An arcuate end wall 60 is located at a second end 30 of cylindrical wall 15, opposite first end 25. Arcuate end wall 60 can have a semi-spherical shape or other curved shape and has a second lattice structure 65 formed of a plurality of triply periodic surfaces that form a plurality of passages 70 extending between an inner surface 75 and an outer surface 80 of end wall 60. Like passages 55, passages 70 can be used to characterized and/or condition fluid flowing through vent diffuser 10 by, for example, reducing the pressure of the fluid as it flows through passages 70. Arcuate end wall 60 can be manufactured as a separate part and attached to second end 30 of cylindrical wall 15, such as by welding or other suitable process, or cylindrical wall 15 and end wall 60 can be manufactured as one single, integral, unitary part using Additive Manufacturing Technology, as described below, or any other suitable process.

Vent diffuser 10, solid wall 5, cylindrical wall 15, end wall 60, first lattice structure 50, and/or second lattice structure 65 can be manufactured using Additive Manufacturing Technology, such as direct metal laser sintering, full melt powder bed fusion, etc. Using an Additive Manufacturing Technology process, the 3-dimensional design of the desired structure is divided into multiple layers, for example layers approximately 20-50 microns thick. A powder bed, such as a powder based metal, is then laid down representing the first layer of the design and a laser or electron beam sinters together the design of the first layer. A second powder bed, representing the second layer of the design, is then laid down over the first sintered layer and the second layer is sintered together. This continues layer after layer to form the completed structure. Using an Additive Manufacturing Technology process to manufacture diffusers allows the freedom to produce passages having various shapes, geometries, and features that are not possible using current standard casting or drilling techniques. The entire vent diffuser 10 could be manufactured as a single, integral, unitary part using Additive Manufacturing Technology or one or more parts of vent diffuser 10 could be manufactured using Additive Manufacturing Technology and then assembled together.

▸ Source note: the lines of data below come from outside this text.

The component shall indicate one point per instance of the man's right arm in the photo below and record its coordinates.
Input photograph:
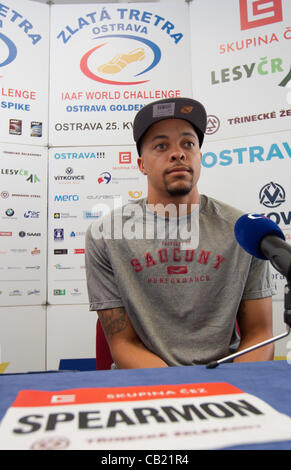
(127, 351)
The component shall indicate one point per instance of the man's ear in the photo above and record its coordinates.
(141, 167)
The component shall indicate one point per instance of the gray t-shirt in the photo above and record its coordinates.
(182, 301)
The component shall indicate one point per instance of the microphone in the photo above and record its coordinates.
(263, 239)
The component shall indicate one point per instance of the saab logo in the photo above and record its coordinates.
(256, 13)
(134, 56)
(125, 157)
(272, 195)
(67, 197)
(58, 234)
(135, 194)
(9, 55)
(177, 269)
(104, 177)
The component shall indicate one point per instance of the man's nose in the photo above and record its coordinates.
(177, 155)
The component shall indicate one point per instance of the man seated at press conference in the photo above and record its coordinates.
(160, 301)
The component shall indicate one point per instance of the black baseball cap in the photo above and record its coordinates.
(170, 108)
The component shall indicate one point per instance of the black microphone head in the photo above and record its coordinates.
(250, 229)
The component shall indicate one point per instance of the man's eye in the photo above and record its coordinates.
(160, 146)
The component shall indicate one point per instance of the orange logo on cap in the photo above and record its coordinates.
(186, 109)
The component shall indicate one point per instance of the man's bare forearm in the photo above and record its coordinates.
(127, 351)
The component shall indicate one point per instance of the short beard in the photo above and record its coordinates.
(180, 190)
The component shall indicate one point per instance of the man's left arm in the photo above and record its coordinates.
(255, 321)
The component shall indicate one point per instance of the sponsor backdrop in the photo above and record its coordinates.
(24, 65)
(23, 224)
(117, 59)
(242, 70)
(70, 162)
(85, 184)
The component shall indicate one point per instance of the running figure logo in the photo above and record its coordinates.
(120, 61)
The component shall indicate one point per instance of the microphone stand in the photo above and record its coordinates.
(287, 320)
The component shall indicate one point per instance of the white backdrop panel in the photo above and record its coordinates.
(241, 65)
(107, 61)
(252, 174)
(85, 184)
(23, 217)
(24, 72)
(71, 333)
(22, 338)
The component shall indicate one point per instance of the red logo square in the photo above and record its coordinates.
(255, 13)
(125, 157)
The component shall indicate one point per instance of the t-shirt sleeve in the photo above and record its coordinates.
(102, 289)
(259, 281)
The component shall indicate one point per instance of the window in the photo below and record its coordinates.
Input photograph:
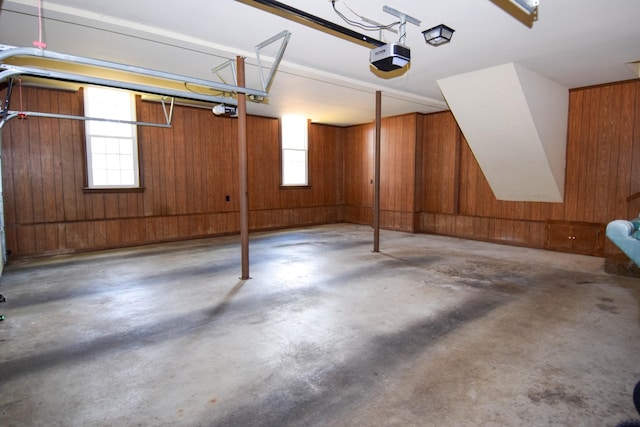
(112, 148)
(294, 151)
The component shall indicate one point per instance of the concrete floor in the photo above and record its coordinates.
(432, 331)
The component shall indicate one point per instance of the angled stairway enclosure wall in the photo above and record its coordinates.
(515, 122)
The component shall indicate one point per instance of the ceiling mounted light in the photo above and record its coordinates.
(438, 35)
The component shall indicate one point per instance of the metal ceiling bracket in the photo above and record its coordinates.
(284, 36)
(312, 21)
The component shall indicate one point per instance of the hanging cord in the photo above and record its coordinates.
(358, 24)
(39, 43)
(21, 115)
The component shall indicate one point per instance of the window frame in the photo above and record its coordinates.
(136, 162)
(283, 148)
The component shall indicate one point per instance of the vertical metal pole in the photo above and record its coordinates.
(242, 151)
(376, 178)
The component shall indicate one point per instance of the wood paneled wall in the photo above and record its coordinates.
(398, 153)
(187, 172)
(430, 180)
(602, 171)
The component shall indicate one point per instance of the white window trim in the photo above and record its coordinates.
(133, 139)
(299, 143)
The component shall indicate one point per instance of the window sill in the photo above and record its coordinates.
(88, 190)
(294, 187)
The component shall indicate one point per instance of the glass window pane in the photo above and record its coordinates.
(112, 153)
(294, 167)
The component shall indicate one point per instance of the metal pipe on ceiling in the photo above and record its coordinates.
(14, 70)
(313, 21)
(10, 51)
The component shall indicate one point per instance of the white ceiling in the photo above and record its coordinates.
(575, 43)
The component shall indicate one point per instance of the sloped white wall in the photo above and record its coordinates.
(515, 122)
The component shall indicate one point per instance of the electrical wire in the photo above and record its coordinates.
(360, 25)
(39, 43)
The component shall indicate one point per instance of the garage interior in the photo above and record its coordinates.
(446, 263)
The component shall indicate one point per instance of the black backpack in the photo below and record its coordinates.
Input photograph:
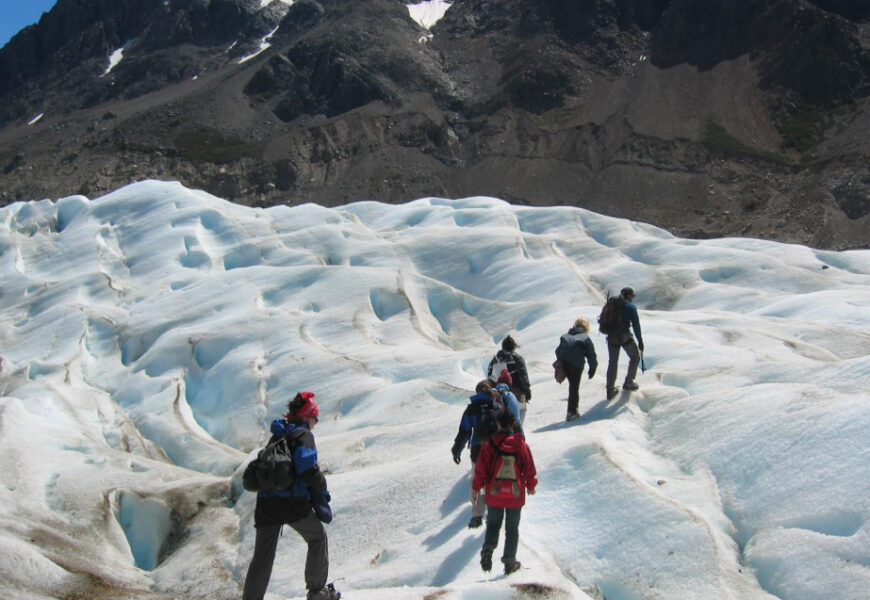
(272, 469)
(610, 319)
(486, 420)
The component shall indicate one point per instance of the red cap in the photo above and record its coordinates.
(309, 409)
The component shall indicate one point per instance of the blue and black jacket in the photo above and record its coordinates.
(287, 506)
(470, 426)
(576, 349)
(630, 319)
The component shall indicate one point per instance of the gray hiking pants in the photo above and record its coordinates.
(521, 398)
(626, 342)
(316, 562)
(511, 518)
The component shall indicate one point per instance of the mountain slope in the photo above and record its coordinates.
(723, 117)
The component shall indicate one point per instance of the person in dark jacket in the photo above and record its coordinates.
(516, 366)
(623, 339)
(471, 432)
(304, 507)
(574, 351)
(505, 470)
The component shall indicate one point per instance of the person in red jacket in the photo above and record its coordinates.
(505, 470)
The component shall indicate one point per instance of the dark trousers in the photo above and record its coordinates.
(316, 562)
(573, 375)
(511, 518)
(614, 343)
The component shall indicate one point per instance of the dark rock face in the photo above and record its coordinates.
(706, 117)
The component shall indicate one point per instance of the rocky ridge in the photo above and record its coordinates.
(706, 117)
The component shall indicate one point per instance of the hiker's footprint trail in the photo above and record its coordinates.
(620, 454)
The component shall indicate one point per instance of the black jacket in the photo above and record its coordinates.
(516, 367)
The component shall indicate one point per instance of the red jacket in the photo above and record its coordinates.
(508, 491)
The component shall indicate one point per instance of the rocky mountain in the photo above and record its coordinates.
(706, 117)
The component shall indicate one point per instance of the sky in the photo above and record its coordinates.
(15, 15)
(149, 337)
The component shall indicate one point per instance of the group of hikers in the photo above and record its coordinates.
(503, 469)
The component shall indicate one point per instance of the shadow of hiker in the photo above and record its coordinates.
(603, 409)
(457, 501)
(456, 561)
(459, 522)
(460, 492)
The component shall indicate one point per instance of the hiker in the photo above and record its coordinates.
(574, 350)
(475, 427)
(508, 399)
(622, 338)
(304, 507)
(505, 470)
(516, 366)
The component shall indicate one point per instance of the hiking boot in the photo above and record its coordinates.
(327, 593)
(486, 559)
(512, 566)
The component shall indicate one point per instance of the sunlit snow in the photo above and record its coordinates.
(116, 57)
(265, 44)
(148, 337)
(429, 12)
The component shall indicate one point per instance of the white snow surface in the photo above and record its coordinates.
(148, 338)
(429, 12)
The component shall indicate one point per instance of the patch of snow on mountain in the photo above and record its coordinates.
(429, 12)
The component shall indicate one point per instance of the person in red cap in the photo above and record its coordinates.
(304, 507)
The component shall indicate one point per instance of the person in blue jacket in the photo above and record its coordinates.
(623, 339)
(508, 399)
(304, 507)
(575, 349)
(472, 433)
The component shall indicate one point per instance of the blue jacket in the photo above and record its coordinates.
(469, 426)
(309, 487)
(308, 475)
(629, 317)
(576, 348)
(510, 402)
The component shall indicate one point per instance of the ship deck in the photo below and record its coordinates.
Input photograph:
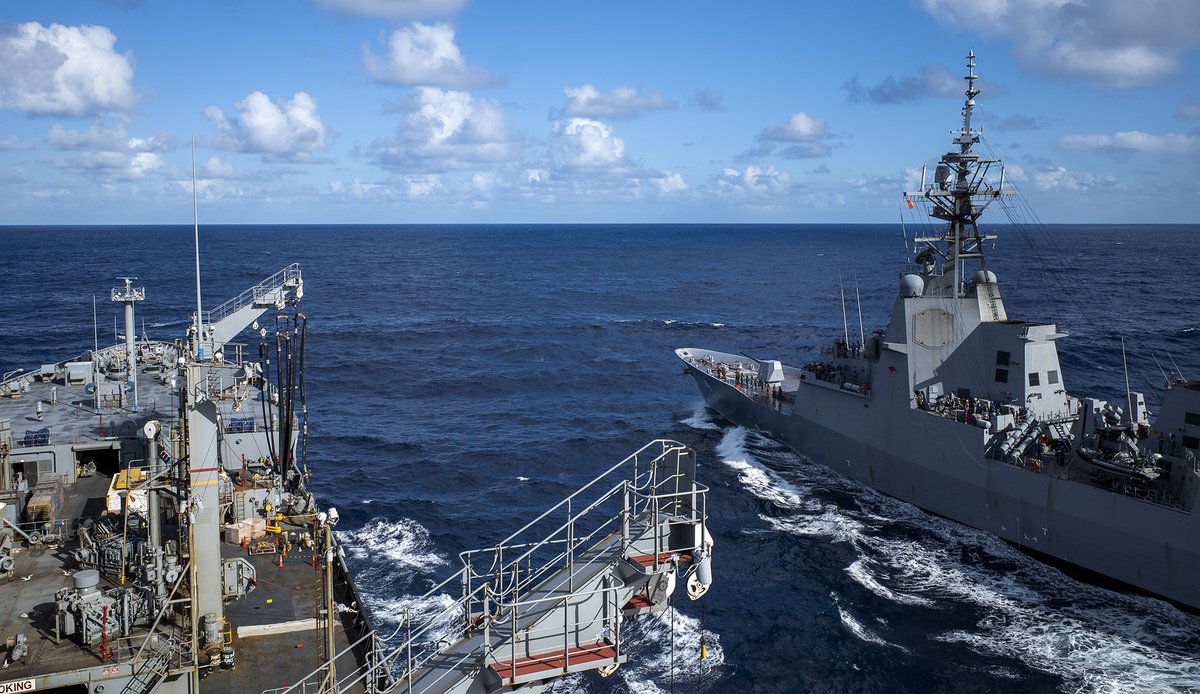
(283, 602)
(274, 628)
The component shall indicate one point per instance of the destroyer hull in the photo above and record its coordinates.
(868, 438)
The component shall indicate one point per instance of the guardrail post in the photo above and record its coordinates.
(408, 646)
(570, 548)
(624, 519)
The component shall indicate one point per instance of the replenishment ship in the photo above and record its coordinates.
(961, 410)
(159, 534)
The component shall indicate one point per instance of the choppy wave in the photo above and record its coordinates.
(859, 630)
(1093, 639)
(401, 543)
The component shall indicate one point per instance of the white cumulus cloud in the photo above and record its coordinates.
(97, 138)
(395, 9)
(64, 71)
(802, 135)
(421, 186)
(1061, 179)
(423, 54)
(621, 102)
(753, 181)
(801, 127)
(591, 144)
(111, 153)
(276, 129)
(670, 183)
(1114, 43)
(447, 130)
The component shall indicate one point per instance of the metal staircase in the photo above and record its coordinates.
(153, 670)
(550, 599)
(226, 321)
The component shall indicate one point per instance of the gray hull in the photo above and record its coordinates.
(869, 438)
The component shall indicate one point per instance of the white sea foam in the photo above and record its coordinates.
(653, 664)
(1095, 639)
(700, 419)
(859, 630)
(402, 542)
(433, 618)
(652, 668)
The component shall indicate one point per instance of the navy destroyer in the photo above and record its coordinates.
(157, 533)
(961, 410)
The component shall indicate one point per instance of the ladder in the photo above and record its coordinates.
(148, 676)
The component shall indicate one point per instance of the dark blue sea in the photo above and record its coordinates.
(461, 380)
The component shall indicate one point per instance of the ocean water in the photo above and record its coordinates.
(463, 378)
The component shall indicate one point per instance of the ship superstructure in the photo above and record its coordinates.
(964, 411)
(159, 534)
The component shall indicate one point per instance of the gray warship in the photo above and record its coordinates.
(963, 411)
(157, 533)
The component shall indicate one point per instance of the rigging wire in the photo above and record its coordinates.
(1037, 238)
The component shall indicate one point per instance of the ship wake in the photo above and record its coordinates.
(665, 656)
(963, 586)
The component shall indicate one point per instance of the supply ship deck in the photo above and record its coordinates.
(159, 534)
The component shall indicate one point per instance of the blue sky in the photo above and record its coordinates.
(459, 111)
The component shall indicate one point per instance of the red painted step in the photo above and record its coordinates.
(555, 660)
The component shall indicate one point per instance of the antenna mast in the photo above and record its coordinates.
(196, 237)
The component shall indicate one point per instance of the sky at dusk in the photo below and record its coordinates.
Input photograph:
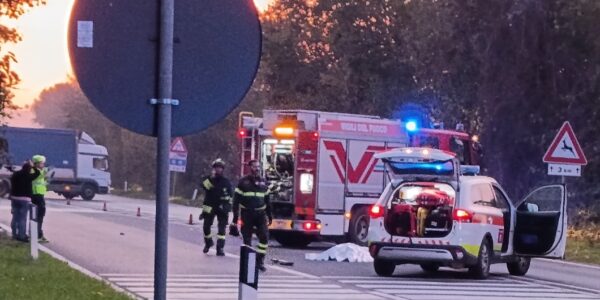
(43, 56)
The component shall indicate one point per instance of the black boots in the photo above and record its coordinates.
(208, 243)
(260, 259)
(220, 246)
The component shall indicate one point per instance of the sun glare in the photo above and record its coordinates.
(263, 5)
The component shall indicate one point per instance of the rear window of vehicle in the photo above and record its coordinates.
(482, 194)
(445, 168)
(409, 193)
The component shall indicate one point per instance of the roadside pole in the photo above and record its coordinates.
(248, 286)
(164, 102)
(33, 239)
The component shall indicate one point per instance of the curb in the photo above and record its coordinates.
(78, 267)
(570, 263)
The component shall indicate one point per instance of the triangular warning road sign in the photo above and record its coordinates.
(565, 148)
(178, 146)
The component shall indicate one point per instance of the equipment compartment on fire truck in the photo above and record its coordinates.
(323, 172)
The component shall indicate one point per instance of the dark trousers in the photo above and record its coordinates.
(252, 219)
(222, 221)
(38, 200)
(18, 223)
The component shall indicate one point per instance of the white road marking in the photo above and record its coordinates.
(226, 287)
(495, 288)
(568, 263)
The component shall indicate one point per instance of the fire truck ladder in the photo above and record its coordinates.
(248, 149)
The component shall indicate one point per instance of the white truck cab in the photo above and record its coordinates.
(432, 215)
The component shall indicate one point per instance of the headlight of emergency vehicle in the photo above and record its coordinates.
(306, 183)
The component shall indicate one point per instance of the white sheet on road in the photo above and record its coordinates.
(347, 252)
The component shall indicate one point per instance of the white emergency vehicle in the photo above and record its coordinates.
(433, 215)
(324, 167)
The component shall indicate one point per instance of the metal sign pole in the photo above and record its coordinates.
(33, 240)
(164, 102)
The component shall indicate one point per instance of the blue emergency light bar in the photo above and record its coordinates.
(411, 126)
(423, 168)
(470, 170)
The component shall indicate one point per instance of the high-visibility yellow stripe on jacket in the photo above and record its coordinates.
(207, 184)
(40, 186)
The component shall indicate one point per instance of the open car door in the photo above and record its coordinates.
(541, 223)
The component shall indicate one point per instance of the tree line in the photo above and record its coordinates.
(511, 70)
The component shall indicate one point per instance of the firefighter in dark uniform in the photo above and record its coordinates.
(217, 203)
(250, 201)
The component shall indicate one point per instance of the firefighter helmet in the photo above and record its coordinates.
(218, 163)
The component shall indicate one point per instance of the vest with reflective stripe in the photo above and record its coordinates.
(40, 186)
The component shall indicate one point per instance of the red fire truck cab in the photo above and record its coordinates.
(323, 169)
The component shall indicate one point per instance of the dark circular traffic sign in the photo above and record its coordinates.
(113, 46)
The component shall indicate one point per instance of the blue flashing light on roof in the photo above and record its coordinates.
(411, 126)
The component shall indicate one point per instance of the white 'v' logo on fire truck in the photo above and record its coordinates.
(364, 168)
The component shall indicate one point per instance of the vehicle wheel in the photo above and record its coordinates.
(88, 192)
(359, 227)
(384, 268)
(519, 267)
(430, 268)
(292, 240)
(4, 188)
(482, 269)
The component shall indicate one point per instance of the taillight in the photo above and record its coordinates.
(376, 211)
(308, 226)
(462, 215)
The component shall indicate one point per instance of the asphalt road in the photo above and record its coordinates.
(118, 245)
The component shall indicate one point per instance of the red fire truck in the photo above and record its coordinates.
(323, 168)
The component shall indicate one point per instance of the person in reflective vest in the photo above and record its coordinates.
(217, 203)
(251, 202)
(39, 189)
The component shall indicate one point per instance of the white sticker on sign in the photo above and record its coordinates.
(85, 34)
(564, 170)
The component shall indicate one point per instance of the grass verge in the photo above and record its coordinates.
(583, 245)
(46, 278)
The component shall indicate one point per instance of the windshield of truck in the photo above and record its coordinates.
(101, 163)
(444, 168)
(278, 158)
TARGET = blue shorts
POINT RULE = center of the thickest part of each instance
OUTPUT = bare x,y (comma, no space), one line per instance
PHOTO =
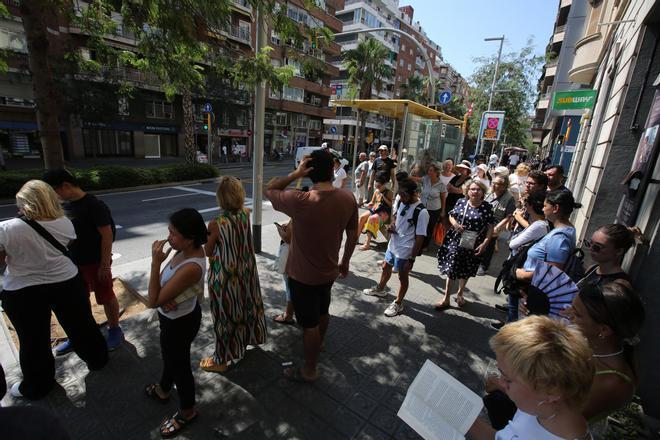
395,262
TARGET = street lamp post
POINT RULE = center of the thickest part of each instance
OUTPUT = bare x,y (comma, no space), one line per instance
259,134
480,143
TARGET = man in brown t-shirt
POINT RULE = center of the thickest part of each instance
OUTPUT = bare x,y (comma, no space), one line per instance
320,217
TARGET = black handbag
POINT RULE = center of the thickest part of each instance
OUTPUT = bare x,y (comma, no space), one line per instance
48,237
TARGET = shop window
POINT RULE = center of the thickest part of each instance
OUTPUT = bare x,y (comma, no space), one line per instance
122,106
241,118
159,110
281,118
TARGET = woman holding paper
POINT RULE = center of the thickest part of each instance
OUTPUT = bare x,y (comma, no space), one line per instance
179,320
546,368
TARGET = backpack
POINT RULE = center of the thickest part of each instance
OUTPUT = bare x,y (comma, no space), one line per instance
414,219
507,276
574,266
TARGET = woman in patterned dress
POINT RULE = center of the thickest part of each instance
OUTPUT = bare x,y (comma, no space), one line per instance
471,213
236,304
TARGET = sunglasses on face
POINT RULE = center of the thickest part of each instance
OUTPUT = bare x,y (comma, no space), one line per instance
591,245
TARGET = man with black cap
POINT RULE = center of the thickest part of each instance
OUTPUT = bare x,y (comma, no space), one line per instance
408,233
382,164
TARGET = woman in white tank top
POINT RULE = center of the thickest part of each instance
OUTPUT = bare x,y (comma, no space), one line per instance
175,290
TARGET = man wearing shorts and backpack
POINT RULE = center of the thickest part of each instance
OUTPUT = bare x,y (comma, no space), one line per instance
319,217
92,249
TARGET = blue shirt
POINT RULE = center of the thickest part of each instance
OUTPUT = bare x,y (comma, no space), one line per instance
555,247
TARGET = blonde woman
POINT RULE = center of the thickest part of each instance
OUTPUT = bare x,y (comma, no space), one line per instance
236,304
546,369
517,181
458,257
40,279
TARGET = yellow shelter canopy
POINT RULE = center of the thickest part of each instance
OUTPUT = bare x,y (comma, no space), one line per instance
394,108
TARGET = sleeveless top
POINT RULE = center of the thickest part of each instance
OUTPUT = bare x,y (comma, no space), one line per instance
189,305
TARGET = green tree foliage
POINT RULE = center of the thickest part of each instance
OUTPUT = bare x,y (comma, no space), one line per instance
171,44
415,89
366,67
515,92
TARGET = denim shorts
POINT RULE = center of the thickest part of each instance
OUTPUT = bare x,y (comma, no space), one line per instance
395,262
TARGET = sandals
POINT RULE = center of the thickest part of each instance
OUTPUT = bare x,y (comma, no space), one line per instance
175,424
281,319
209,365
442,306
151,392
295,375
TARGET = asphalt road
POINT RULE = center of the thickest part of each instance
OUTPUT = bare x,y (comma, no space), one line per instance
141,215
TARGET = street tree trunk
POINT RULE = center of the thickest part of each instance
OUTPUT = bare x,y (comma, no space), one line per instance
34,15
189,148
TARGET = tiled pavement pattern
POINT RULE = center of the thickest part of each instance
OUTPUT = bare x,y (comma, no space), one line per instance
368,363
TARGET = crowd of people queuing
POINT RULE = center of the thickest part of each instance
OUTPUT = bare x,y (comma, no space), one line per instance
557,378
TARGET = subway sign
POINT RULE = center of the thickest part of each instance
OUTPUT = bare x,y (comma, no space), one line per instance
574,100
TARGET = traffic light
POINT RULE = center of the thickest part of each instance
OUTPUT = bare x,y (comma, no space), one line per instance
207,122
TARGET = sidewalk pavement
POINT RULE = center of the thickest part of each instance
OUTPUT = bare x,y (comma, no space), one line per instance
368,363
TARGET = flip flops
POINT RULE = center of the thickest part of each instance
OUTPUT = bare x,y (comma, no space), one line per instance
295,375
280,319
209,365
175,424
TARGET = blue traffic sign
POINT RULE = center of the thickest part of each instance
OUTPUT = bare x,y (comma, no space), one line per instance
445,97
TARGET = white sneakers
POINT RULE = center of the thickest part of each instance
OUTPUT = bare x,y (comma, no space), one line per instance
14,390
393,309
373,291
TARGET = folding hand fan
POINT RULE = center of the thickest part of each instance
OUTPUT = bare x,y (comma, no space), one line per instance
550,292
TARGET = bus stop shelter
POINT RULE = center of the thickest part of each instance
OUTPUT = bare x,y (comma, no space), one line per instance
424,134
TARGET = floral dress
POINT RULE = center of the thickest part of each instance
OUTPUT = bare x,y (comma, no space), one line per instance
454,261
236,304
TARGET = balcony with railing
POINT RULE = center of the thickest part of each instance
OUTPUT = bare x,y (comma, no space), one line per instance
558,35
544,101
237,33
243,6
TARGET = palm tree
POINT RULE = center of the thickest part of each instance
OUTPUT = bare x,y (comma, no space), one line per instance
366,70
414,89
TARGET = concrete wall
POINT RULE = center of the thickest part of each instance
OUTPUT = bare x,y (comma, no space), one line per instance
608,152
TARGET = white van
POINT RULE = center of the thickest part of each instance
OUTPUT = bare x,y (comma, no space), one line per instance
302,152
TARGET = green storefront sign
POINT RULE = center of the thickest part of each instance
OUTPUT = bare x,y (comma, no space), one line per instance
574,99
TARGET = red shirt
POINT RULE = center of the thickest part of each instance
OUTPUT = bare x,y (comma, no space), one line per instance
319,221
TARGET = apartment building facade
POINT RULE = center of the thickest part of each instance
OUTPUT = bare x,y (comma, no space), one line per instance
616,165
405,59
556,130
294,115
146,124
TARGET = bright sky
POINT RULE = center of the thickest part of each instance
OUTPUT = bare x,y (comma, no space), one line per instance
459,26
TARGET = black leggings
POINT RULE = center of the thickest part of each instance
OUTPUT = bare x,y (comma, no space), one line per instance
176,336
29,310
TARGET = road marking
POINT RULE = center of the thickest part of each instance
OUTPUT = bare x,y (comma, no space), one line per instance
138,190
248,203
194,190
168,197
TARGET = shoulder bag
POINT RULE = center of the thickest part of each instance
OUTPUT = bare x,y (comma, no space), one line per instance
48,237
468,238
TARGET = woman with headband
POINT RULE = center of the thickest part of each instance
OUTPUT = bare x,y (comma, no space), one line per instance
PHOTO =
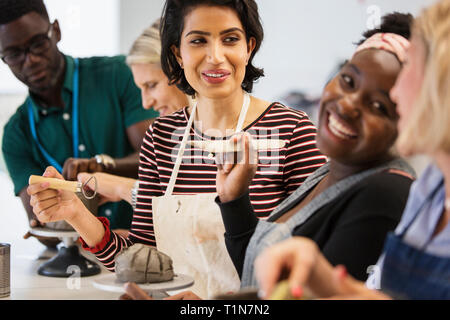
415,262
348,205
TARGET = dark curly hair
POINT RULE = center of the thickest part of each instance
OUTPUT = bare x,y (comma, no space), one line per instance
11,10
396,22
172,25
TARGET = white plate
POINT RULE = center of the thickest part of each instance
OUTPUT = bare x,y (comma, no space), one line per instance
110,283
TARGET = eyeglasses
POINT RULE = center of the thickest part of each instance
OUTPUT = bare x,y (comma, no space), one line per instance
40,45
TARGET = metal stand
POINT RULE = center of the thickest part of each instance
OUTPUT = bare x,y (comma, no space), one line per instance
68,261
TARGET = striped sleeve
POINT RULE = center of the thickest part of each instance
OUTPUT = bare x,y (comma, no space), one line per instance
302,155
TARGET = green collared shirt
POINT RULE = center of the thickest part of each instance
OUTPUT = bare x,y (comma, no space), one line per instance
109,102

In the example shown in FIGS. 1-3, first lattice structure 50 and second lattice structure 65 can be formed by triply periodic surfaces that are gyroid or gyroid-like. A gyroid is an infinitely connected triply periodic minimal surface that contains no straight lines or planar symmetries.

For example, as shown in FIGS. 4-5, first lattice structure 50 could be formed by gyroid or gyroid-like triply periodic surfaces that are periodic in cylindrical coordinates and can be represented by the equation:
cos(ω_r√{square root over (x²+y²)}+ϕ_r)cos(ω_zz+ϕ_z)cos(ω_θ tan⁻¹(y/x)+ϕ_θ)+sin(ω_r√{square root over (x²+y²)}+ϕ_r)sin(ω_zz+ϕ_z)sin(ω_θ tan⁻¹(y/x)+ϕ_e)=0

Other possible cylindrically periodic gyroid-like triply periodic surfaces that can be used to form first lattice structure 50 can be represented by the equation:
cos(ω_r√{square root over (x²+y²)}+ϕ_r)sin(ω_zzϕ_z)+cos(ω_zz+ϕ_z)sin(ω_θ tan⁻¹(y/x)+ϕ_θ)sin(ω_r√{square root over (x²+y²)}+ϕ_r)+cos(ω_θ tan⁻¹(y/x)+ϕ_θ)sin(ω_r√{square root over (x²+y²)}+ϕ_r)=0

In the above equations, the ω values control the frequency in that direction (r for radial, z for axial, and θ for tangential) and the ϕ values control the phase shift of where in the part the periodic surfaces begin. The gyroid-like triply periodic surfaces represented by the equations above are cylindrical lattice structures and therefore, can be used to form cylindrical wall 15.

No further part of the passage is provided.